The Credibility Gap

So how many people out there have read Mildred Bangs Wynkoop?

Show of hands.


Is this thing on?

Anybody at all?

Right. Yeah, well, I hadn’t heard of her either until recently, but I stumbled onto her in some other reading.
I picked up her book, A Theology of Love. There, she starts by discussing what she calls “the credibility gap”. Essentially, she argues that theology tends to be exceedingly abstract and confined to sort of ephemeral ideas. What theology doesn’t tend to do is affect the way the grocer at the checkout stand does or how the teacher explains the quadratic equation to a collection of glazed-over eyes. The questions that Joe Everyman asks don’t tend to be answered by theological inquiry, which just makes theology come off as being irrelevant to the majority of not only unbelievers, but Christians as well.

Of course, it’s not inappropriate to ask if the credibility gap here is caused by Joe asking the wrong questions or theologians asking the wrong questions and therefore providing irrelevant answers. Wynkoop sides with the latter, and I’m inclined to agree with her in large part, though I’ll admit that some of that is because I find philosophical arguments (of which much theology depends) to be confusing and at times flawed (again, due to a wrong question or assumption that leads to a series of faulty corollaries. Philosophers now have permission to begin proving me wrong and arguing me into the ground 100 ways from Sunday.). I’m biased in my view that theologians are asking wrong questions and building off faulty assumptions; I’ll admit that. Still, I lean that way anyway.

The greatest commandment is to love God. The second is to love others as one loves oneself. Whether or not Joe is loved well or is capable of loving others well is something that will hit home for him. He might use different language or even have a completely warped understanding of what love is, but if he’s not loved well, it will affect him. If he’s not loved the way he thinks he ought to be, it will affect him. If he can’t figure out how to love others, it will affect him. If he can’t figure out how to love himself, that affects him. When theology doesn’t point to love, we end up with this credibility gap.

I don’t want to disparage theological inquiry into other issues. Some people really struggle with questions of the nature of atonement or determinism. I’ve wrestled with several. Yet if love isn’t the center of theological study, if that doesn’t form the foundation of one’s theological learning (and teaching), have we missed the point?

Spiritual formation (before it got its shiny new title and was just called growth or sanctification if you liked 50 cent words) used to be about the accumulation of knowledge and self-control. Neither are bad, but they aren’t enough to bring about transformation. The Spirit brings about transformation, but if another person is bringing that about, then there is a relationship there. The pinnacle of relationship is love. It is the ground of Christian growth, and if a lack of growth is stagnation, which is death, then it must be the root of the Christian life as well. And if the foundation of the Christian life, then it must be the ground of theology.

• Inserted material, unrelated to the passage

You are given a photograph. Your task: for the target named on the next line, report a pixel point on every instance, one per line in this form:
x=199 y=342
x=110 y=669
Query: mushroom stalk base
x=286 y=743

Even if Joe is the one asking the wrong questions, how does the church invite him to find the right questions more significant and meaningful? It seems to me that the only way the church can do so is to act in love. Apart from love, the church and her theology will be repugnant, and Joe will find such questions even less relevant or answered already before he cares to ask the church herself.

The solution to the credibility gap, one way or another, is love.

Matthew will be away until June 23rd.